Environment understanding in egocentric videos is an important step for applications like robotics, augmented reality and assistive technologies. These videos are characterized by dynamic interactions and a strong dependence on the wearer engagement with the environment. Traditional approaches often focus on isolated clips or fail to integrate rich semantic and geometric information, limiting scene comprehension. We introduce Dynamic Image-Video Feature Fields (DIV FF), a framework that decomposes the egocentric scene into persistent, dynamic, and actor based components while integrating both image and video language features. Our model enables detailed segmentation, captures affordances, understands the surroundings and maintains consistent understanding over time. DIV-FF outperforms state-of-the-art methods, particularly in dynamically evolving scenarios, demonstrating its potential to advance long term, spatio temporal scene understanding.

Figures (9)

• Figure 1: DIV-FF distills image and video language features in a triple stream feature field tailored to egocentric videos with numerous interactions and camera wearer movements. Our approach achieves a deep understanding of the environment, supporting precise affordance segmentation, semantic scene decomposition and consistent segmentation of dynamic objects. With its implicit 3D representation, DIV-FF comprehends not just novel views but also surrounding areas.
• Figure 2: Overview of DIV-FF. Our three-stream architecture field predicts the color $c$, the density $\sigma$, the material aleatoric uncertainty $\beta$, the image-language features $\phi$ and the video-language features $\psi$ along a ray $r$ with direction $d$ given the camera viewpoint $g$ and a frame specific code $z$. We first extract SAM masks and bounding boxes from the image, that we leverage to obtain a unique CLIP descriptor $\phi_{GT}$ in all the pixels within the respective mask. We supervise the video-language feature field with local patch features $\psi^{GT}(V_p)$ and a global video embedding $\psi^{GT}(V)$ assigned only to pixels in the interaction hotspot $\mathcal{M}_{IH}$, computed with a pre-trained hand-object detector.
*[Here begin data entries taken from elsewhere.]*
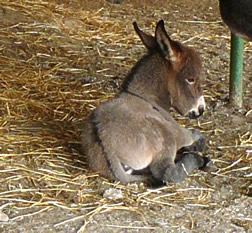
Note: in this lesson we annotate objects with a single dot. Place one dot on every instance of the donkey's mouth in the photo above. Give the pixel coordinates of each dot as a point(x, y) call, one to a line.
point(194, 115)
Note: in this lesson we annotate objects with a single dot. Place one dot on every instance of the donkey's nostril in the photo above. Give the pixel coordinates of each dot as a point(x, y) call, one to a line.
point(201, 109)
point(193, 115)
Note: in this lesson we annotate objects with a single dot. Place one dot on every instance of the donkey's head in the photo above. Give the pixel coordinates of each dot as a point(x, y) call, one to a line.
point(183, 66)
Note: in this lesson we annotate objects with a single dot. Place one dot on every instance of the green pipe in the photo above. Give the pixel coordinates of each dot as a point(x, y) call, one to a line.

• Figure 3: Ablations on the image-language feature field. Treating the egocentric video as a dynamic scene enhances geometric reconstruction, while utilizing SAM masks further improves object segmentation accuracy.
• Figure 4: DIV-FF Image-Language relevancy maps in novel-views. We can see the performance of various text queries for dynamic object segmentation. We can see how the object contours are well defined as we used masks during training.
• Figure 5: Consistent Dynamic Object Segmentation along different time-steps in novel views: The dynamic and actor streams contain respective frame-specific codes $z^f_t$ and$z^a_t$. This time encoding is also propagated to the semantic feature field, obtaining consistent segmentations despite the continuous movement of the "spatula" and "blue cutting board".